CLC Challenges Texas’s Strict Absentee Voting Limitations During COVID-19 Crisis

Date

Expanding voter access during a global pandemic is not a partisan issue

SAN ANTONIO, TX – The nonpartisan Campaign Legal Center (CLC) is serving as legal counsel for the League of United Latin American Citizens (LULAC) and its Texas chapter in a new lawsuit challenging the restrictive eligibility criteria Texas uses to make it exceedingly difficult to request and cast an absentee ballot.

“Expanding voter access during a global pandemic should not be a partisan issue,” said Trevor Potter, president at CLC, and a former Republican Chairman of the Federal Election Commission. Potter served as Campaign General Counsel for John McCain. “The courts should not allow Texas to force voters to choose between their health and exercising their fundamental right to vote. Texas should redirect its energy and make it easier to vote safely instead of threatening its citizens with prosecution simply for wanting to vote from the security of their own homes.”

A Reuters/Ipsos poll released in April found that 72% of all U.S. adults, including 79% of Democrats and 65% of Republicans, supported a requirement for mail-in ballots as a way to protect voters in case of a continued spread of coronavirus later this year.

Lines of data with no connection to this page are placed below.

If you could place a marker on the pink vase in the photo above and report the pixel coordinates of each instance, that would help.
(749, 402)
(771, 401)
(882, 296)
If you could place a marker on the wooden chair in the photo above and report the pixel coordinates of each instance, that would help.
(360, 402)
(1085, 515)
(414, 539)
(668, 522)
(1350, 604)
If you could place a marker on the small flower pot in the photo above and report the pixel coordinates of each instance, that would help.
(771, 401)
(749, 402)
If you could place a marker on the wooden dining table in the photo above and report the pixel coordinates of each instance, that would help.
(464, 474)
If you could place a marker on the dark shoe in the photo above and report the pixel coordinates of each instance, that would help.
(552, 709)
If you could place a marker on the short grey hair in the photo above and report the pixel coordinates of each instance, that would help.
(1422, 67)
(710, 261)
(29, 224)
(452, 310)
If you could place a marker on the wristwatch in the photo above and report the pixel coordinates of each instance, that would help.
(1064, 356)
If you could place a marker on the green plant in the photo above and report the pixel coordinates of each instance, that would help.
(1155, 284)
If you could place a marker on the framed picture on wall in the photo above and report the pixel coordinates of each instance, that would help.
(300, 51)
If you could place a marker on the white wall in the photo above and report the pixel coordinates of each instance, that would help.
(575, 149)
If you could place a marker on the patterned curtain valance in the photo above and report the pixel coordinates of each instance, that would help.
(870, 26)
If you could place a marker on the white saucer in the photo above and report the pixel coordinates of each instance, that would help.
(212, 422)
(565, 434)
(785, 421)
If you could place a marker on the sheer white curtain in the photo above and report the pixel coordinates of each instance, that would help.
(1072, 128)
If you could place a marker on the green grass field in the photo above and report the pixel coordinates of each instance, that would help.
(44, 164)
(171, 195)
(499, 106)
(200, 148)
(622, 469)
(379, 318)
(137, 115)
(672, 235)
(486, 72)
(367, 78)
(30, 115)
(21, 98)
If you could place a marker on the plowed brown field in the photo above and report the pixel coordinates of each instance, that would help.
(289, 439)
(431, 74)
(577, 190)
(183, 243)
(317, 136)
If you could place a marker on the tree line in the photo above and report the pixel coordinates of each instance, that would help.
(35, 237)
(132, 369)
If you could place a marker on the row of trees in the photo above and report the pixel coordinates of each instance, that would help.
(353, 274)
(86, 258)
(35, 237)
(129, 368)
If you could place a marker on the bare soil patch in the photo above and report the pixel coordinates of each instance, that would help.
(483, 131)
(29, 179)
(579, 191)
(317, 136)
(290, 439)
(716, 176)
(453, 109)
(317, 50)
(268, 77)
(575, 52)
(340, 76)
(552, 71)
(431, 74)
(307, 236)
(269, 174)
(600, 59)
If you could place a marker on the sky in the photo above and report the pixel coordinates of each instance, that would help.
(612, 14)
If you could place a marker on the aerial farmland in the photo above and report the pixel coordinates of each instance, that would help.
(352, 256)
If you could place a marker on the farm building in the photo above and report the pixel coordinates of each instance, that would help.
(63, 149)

Most Texans are denied the ability to vote by mail due to the narrow list of excuses allowed, which puts all voters at greater risk of contracting coronavirus at in-person polling locations in its upcoming elections this summer and for the General Election on November 3. The disease has ravaged Texas’s Latino community, making up 42.6% of COVID-19 related deaths statewide.

“Once again, Texas officials are looking for ways to effectively disenfranchise Latinos and people of color by suppressing their right to vote. People should never be forced to make a choice between showing up to the polls and risking their health,” said LULAC President Domingo Garcia. “LULAC will not stand for this blatant oppression of our community’s constitutional right to vote in the middle of a pandemic that has killed more than 1,000 Texans and infected over 40,000. Texas is stronger when more people can participate in our democracy and determine who is fit to govern. I asked our Governor and state officials to support a bipartisan interim law to allow all Texans to be able to vote by mail in the 2020 election.”

Texas officials have threatened criminal prosecution of voters who attempt to cast mail ballots who do not meet specific criteria, including those who would prefer to vote by mail out of fear of contracting or spreading COVID-19 by voting in person.

CLC and LULAC moved to intervene in the federal lawsuit, Texas Democratic Party v. Abbott on May 11.